El pulso entre Putin y Lukashenko

G7
Vladimir Putin

La firma del Tratado de la Unión en 1999 abrió una senda de colaboración e integración nacional entre la Federación de Rusia y la república de Bielorrusia. Hoy, transcurridos veinte años de este acuerdo, el proceso de convergencia política, militar y comercial entre ambos actores atraviesa una complicada etapa marcada por el desacuerdo entre sus dos protagonistas, los presidentes Putin y Lukashenko.

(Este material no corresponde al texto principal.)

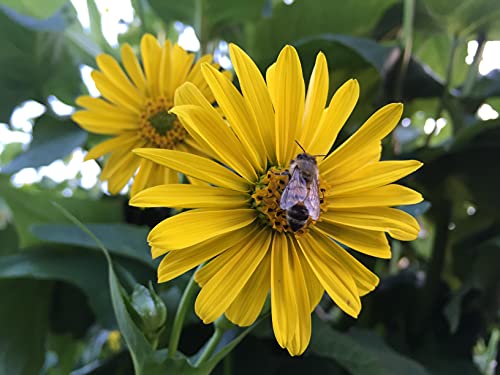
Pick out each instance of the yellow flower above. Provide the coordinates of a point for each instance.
(134, 110)
(236, 223)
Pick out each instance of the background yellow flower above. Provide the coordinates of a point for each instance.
(134, 110)
(238, 224)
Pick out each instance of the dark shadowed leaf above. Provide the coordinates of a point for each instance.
(120, 239)
(83, 268)
(35, 207)
(33, 8)
(23, 326)
(363, 354)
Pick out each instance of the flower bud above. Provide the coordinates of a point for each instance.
(150, 309)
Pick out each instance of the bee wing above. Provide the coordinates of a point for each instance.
(312, 201)
(295, 191)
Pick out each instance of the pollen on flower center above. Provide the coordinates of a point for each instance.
(161, 128)
(266, 199)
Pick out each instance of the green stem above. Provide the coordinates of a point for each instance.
(200, 26)
(211, 346)
(185, 302)
(447, 84)
(408, 19)
(442, 213)
(473, 72)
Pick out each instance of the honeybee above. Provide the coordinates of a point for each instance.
(300, 198)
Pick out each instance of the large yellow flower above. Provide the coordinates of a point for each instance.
(236, 223)
(134, 110)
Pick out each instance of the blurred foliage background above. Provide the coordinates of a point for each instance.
(436, 310)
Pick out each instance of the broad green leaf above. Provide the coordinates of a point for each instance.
(359, 355)
(291, 23)
(23, 326)
(34, 65)
(433, 50)
(33, 8)
(465, 17)
(119, 238)
(83, 268)
(52, 139)
(214, 11)
(34, 207)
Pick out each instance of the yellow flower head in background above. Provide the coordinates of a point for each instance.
(236, 224)
(134, 110)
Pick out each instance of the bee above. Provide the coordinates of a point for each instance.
(300, 198)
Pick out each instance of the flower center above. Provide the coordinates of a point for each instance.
(266, 199)
(161, 128)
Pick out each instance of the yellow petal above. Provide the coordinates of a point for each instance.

El proyecto común que une ambos Estados afronta un periodo de crisis marcado por la necesidad de ambos líderes de permanecer en el poder. Como derivada de esta pugna han aflorado tensas relaciones comerciales durante este último año, unidas a la instrumentalización de voces nacionalistas por ambas partes. Con la continuidad de sus mandatos en entredicho, Putin y Lukashenko juegan sus cartas para afianzar su posición y consolidar sus intereses geoestratégicos. En este contexto, los dos presidentes se han reunido recientemente en la ciudad rusa de Sochi para abordar el futuro de sus lazos bilaterales.

Tras el colapso de la URSS, Alexandr Lukashenko, que apenas alcanzaba los cuarenta años, aspiraba a liderar un producto político surgido de las cenizas del gigante euroasiático. La aparente tibieza de Boris Yeltsin daba campo al mandatario bielorruso para encabezar el aparato estatal que pretendía ser heredero del legado soviético. Sin embargo, desde la llegada al Kremlin de Vladimir Putin, las aspiraciones de Lukashenko han disminuido considerablemente.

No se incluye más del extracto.